This is a thing about ambition: It takes a lot of personal strength to be surrounded by people who are all reaching for the same brass ring and not think that you should be reaching for it too — regardless of whether you really like brass, or rings.
Jean Hannah Edelstein
Jean, one of the key pieces of this, which I appreciate very much, is that we rarely throw down the gauntlet and ask ourselves the immensely hard questions about whether or not leadership positions of any kind fit who we are, or whether we inherently have the chops to do that kind of work. Not only does this beg the inquiry about the type of work and pressures that are attractive to us (I love people, I hate people, I love interaction and conflict, I hate them, etc etc) but it also makes the demand upon us to think very carefully about the way work provides incentives. It’s perfectly natural to want, say, the corner office, the title, the money, the implicit power that may come with promotion. It’s quite another to have to leave behind the work we love to trade it off for administrative responsibilities, the headaches of negotiation, the constant interpersonal conflicts of team members. A recent study indicated that the biggest single problem today is the absentee boss. That’s the guy or gal who has the title but doesn’t weigh in to do the work.
Striving, as you note, is uniquely defined. For me it’s being an individual contributor, which later morphed into my own business. While rife with its own issues, that, as with your story, allowed me to self-define. Gone was the sense that I HAD to manage. I did it once and I bloody well sucked at it. I am a horrible manager and not the least bit embarrassed to own it. GOD what freedom to say that out loud and Just. Move. On.
There is an enormous gift when we can take a cold, hard look at what is presented to us as upward mobility and see it- as it relates to us, to our creativity, as living hell. You and I have every single right to make a case for what looks like work we love, rather than align with a heirarchical system that offers rewards for work that sucks.
You’re not a culture fit? Then the culture sucked for you. What a gift to be laid off. What a lovely opportunity to write your own novel. Me, too.
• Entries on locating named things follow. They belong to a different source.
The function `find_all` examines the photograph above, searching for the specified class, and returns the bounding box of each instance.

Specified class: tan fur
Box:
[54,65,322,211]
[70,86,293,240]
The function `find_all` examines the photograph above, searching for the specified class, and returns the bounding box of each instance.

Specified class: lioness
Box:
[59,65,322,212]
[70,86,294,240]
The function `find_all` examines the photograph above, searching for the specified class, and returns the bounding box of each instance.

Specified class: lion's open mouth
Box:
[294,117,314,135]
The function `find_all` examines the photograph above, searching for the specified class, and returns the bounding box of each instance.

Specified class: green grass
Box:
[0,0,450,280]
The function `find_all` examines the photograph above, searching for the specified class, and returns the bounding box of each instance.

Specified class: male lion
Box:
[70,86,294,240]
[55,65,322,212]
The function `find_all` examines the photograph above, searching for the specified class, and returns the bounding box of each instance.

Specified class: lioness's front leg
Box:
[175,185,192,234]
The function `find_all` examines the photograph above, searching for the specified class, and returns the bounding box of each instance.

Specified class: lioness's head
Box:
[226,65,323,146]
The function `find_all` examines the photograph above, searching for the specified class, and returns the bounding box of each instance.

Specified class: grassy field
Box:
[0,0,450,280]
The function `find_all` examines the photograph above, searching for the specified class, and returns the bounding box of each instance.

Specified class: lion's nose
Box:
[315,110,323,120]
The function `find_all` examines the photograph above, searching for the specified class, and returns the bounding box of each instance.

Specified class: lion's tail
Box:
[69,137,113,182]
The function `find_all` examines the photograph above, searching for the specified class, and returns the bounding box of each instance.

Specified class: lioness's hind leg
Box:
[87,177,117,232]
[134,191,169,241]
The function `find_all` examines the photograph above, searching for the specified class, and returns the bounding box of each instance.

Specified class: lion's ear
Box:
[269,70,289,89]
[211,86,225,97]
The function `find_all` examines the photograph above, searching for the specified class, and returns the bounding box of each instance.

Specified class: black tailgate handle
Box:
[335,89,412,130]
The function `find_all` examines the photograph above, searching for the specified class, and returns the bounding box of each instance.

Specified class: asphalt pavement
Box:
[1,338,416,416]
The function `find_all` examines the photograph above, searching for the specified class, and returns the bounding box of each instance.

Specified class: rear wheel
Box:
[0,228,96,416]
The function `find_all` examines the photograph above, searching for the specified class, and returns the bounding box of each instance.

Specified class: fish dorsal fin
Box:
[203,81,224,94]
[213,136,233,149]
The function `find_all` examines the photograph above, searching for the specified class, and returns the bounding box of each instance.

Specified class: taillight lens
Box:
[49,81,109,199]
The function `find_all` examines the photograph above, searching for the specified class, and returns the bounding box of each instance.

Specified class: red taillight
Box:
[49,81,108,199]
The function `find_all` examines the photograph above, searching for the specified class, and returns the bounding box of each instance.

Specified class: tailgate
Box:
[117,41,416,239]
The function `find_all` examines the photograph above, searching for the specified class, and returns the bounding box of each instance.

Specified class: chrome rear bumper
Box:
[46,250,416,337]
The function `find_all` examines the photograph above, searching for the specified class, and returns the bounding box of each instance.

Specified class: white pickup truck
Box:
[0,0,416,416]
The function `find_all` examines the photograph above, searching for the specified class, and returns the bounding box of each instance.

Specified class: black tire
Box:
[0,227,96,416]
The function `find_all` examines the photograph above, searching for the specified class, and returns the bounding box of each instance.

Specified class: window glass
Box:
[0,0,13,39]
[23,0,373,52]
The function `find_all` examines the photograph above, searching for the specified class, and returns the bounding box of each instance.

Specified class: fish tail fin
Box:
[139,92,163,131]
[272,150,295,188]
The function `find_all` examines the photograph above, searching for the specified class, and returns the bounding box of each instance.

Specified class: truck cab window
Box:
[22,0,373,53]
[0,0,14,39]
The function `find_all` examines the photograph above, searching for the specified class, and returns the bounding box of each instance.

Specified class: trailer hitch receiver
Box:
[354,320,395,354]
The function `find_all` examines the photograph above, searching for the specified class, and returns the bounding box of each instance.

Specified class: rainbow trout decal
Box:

While not all of us get severance pay and a freelance gig which offers us the short term security to ask those critically important and life-affirming questions, your story still points out the essential process of asking ourselves the ridiculously difficult question of why am I doing this? Like you, in the Eighties I got bounced, with severance pay and time. I threw a backpack on my back and hitched solo around Australia, New Zealand and Fiji. By the time I got home four years later I had completely and utterly reworked both my life and priorities. I didn’t “find myself”- not at all. But I did redefine myself in terms of work. It took me a while but now I’m doing precisely what I love on my own terms. That, ultimately, is the purpose of real work. We are richly empowered and able to give the rest of the world the gifts we have to offer when we stop living up to false expectations established by insanely moronic standards in systems that rarely reward real creativity. Being radical pays off. Great piece.